En règle générale, la sonde d’impédance est placée ipsilatéralement, la stimulation via le CI et la détection réflexe ayant lieu dans la même oreille. Du côté ipsilatéral, la majorité des patients atteints d’IC n’ont pas d’audition acoustique, de sorte que la tonalité de la sonde de 226 Hz présentée à un niveau sonore de 85 dB SPL n’est pas perçue. Comme la mesure de l’eSRT sur toutes les voies du CI peut prendre un certain temps, il est plus confortable de ne pas entendre la tonalité de la sonde pendant la procédure d’ajustement. Si les patients ont une audition acoustique dans l’oreille controlatérale, la mesure peut être quelque peu gênante en raison de l’effort d’écoute accru lors de la présentation de la tonalité de la sonde.
Avant toute séance de mesure eSRT, l’état actuel de l’oreille moyenne doit être vérifié. L’une des limites de l’ajustement de l’IC basée sur l’eSRT chez les enfants est l’apparition fréquente d’une pression négative dans la cavité tympanique due à un dysfonctionnement de la ventilation par tube. Dans ce cas, la mesure de l’impédance acoustique pour la détection eSR est plus complexe. Chez ces enfants, l’application de gouttes nasales est souvent suffisante pour relâcher la pression dans la cavité tympanique à un degré suffisant pour permettre une mesure d’impédance réussie dans l’ajustement IC.
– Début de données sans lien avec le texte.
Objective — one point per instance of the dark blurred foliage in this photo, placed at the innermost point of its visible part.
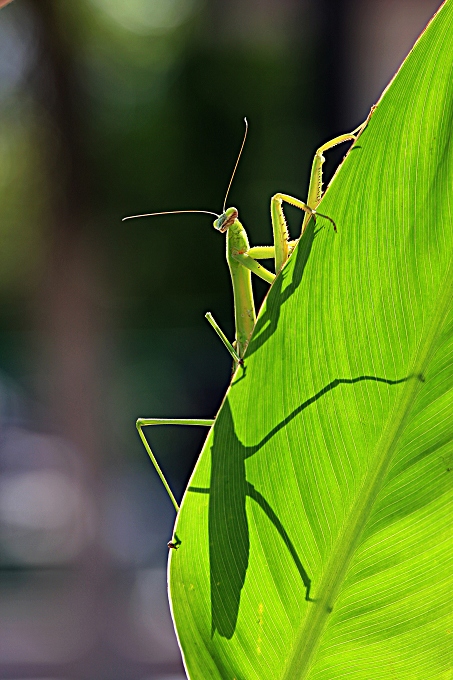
(117, 107)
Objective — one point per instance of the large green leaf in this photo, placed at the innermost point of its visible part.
(332, 455)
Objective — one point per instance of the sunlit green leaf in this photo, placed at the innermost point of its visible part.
(331, 460)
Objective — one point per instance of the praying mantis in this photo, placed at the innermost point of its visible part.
(242, 262)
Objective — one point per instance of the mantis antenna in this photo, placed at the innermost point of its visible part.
(237, 163)
(169, 212)
(206, 212)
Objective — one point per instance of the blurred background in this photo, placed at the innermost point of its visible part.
(110, 108)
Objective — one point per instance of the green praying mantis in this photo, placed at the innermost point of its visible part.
(242, 261)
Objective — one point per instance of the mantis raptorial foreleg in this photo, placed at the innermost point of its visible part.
(242, 261)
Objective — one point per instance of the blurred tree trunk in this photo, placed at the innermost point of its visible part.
(67, 314)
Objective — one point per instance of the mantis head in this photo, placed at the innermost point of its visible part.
(225, 220)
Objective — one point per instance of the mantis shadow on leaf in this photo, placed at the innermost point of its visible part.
(228, 528)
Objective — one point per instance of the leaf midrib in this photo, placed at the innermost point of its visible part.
(310, 634)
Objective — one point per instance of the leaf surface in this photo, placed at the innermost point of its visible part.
(316, 531)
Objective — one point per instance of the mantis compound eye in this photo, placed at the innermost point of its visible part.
(225, 220)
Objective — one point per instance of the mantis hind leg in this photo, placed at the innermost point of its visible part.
(143, 422)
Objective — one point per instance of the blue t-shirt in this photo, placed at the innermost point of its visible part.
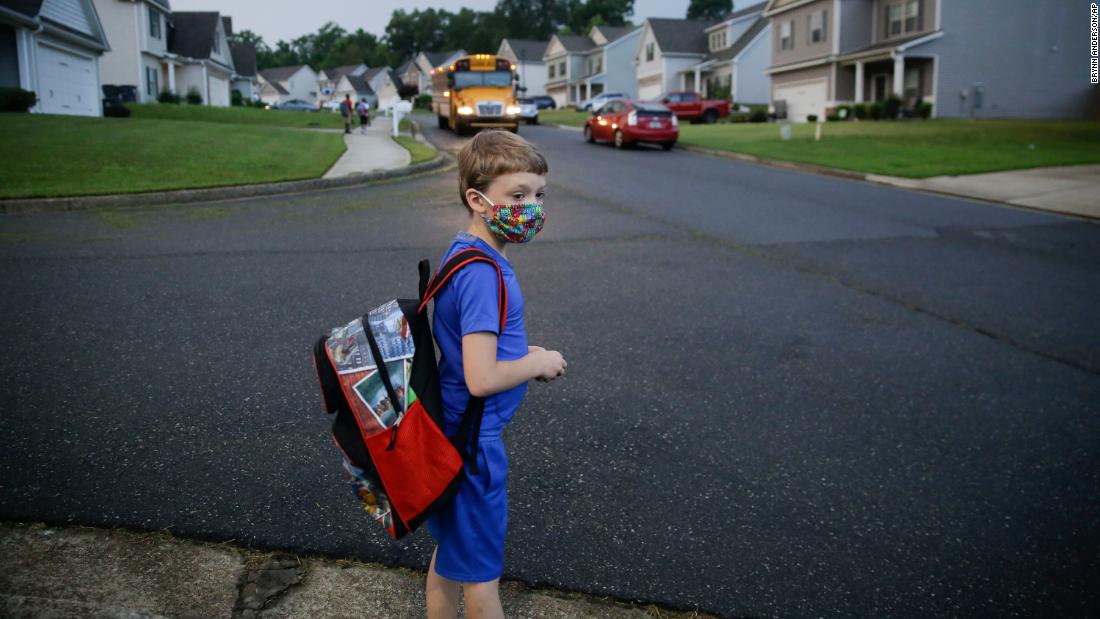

La mesure des niveaux eSRT sur toutes les électrodes d’un CI peut prendre un certain temps. Avec l’équipement utilisé dans ce travail, une série complète de mesures sur 12 électrodes prend environ 10 à 30 min. Pendant ce temps, la mesure de l’impédance acoustique doit être stable. Pour garantir cette condition pendant toute la durée de la mesure, un bon positionnement de la sonde auriculaire et une coopération passive du patient sont cruciaux.
La mesure de l’impédance acoustique peut être influencée en permanence par le bruit de la respiration et doit être observée attentivement car cet effet peut provoquer des artefacts dans les traces ESR. Les rafales de stimulation électrique pour déclencher le réflexe stapédien doivent être initiées pendant les phases où ces distorsions sont faibles. De plus, la fréquence cardiaque d’un patient peut provoquer un changement périodique de l’impédance acoustique, ce qui peut potentiellement être interprété à tort comme un réflexe stapédien.
Le protocole décrit a été utilisé avec succès dans de nombreuses séances d’ajustement IC dans notre service et devrait encourager d’autres collègues à envisager l’ajustement IC basé sur l’eSRT chez les enfants et chez les patients polyhandicapés qui ne peuvent pas donner un retour fiable sur la perception auditive.